It's now cheaper to stop using fossil fuels than to keep them: IEA
The IEA’s new Net Zero by 2050 report says that, after 250 years, humanity should now stop exploring for oil, gas and coal. It’s arguably as big a moment as the Paris Agreement; in one stroke, it completely wipes out the fossil fuel industry’s last remaining justifications for new capacity. People throw around the term ‘turning point’ a lot, but this really is one.
None other than the IEA’s Executive Director, Faith Birol, is reported by Sky News to have said that “continuing to put money into oil and gas projects may be ‘junk investments’ and it could throw domestic climate targets off course”.

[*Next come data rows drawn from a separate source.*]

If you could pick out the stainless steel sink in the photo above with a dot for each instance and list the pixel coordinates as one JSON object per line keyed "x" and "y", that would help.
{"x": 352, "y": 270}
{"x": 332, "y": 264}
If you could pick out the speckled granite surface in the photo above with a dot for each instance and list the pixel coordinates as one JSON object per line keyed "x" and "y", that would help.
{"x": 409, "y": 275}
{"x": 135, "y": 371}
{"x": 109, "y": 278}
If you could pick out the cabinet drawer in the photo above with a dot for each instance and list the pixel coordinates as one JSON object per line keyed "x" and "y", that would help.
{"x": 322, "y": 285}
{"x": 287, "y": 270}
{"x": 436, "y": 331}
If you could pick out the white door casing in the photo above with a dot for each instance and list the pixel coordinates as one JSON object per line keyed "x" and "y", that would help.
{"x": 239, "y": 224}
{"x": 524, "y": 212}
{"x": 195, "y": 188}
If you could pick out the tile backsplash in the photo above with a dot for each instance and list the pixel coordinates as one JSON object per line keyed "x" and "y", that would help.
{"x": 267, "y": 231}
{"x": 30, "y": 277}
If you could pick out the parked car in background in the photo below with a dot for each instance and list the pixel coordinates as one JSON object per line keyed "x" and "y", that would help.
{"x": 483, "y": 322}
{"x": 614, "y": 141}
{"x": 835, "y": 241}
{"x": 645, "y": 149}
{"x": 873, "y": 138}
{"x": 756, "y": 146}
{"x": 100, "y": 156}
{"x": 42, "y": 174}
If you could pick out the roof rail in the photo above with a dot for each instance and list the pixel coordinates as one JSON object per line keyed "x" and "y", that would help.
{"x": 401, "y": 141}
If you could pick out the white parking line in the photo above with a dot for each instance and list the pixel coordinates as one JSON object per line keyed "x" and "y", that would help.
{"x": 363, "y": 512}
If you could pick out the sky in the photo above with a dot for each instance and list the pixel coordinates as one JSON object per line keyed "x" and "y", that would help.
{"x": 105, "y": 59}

The IEA also says that last year’s record surge in renewables is the ‘new normal’, and that 90% of all new energy built in 2021 and 2022 will be clean. Keep in mind, this is from an organisation that was founded explicitly to promote coal, oil and gas. Welcome to an energy revolution driven not by altruism, or politics, but by the cold-blooded logic of the marketplace… except in Australia it seems, where politics still seems to be the main issue, the federal (Morrison) government having announced it will spend up to $600m to build a new gas-fired power plant in New South Wales’ Hunter Valley — despite local experts warning the fossil fuel investment makes little commercial sense.
Ben van Beurden, the CEO of Shell, has announced that half of the oil giant’s energy mix will be clean somewhere in the next decade. “If we do not make that type of process by the middle of this decade, we have a problem not just as a company but as a society,” he said.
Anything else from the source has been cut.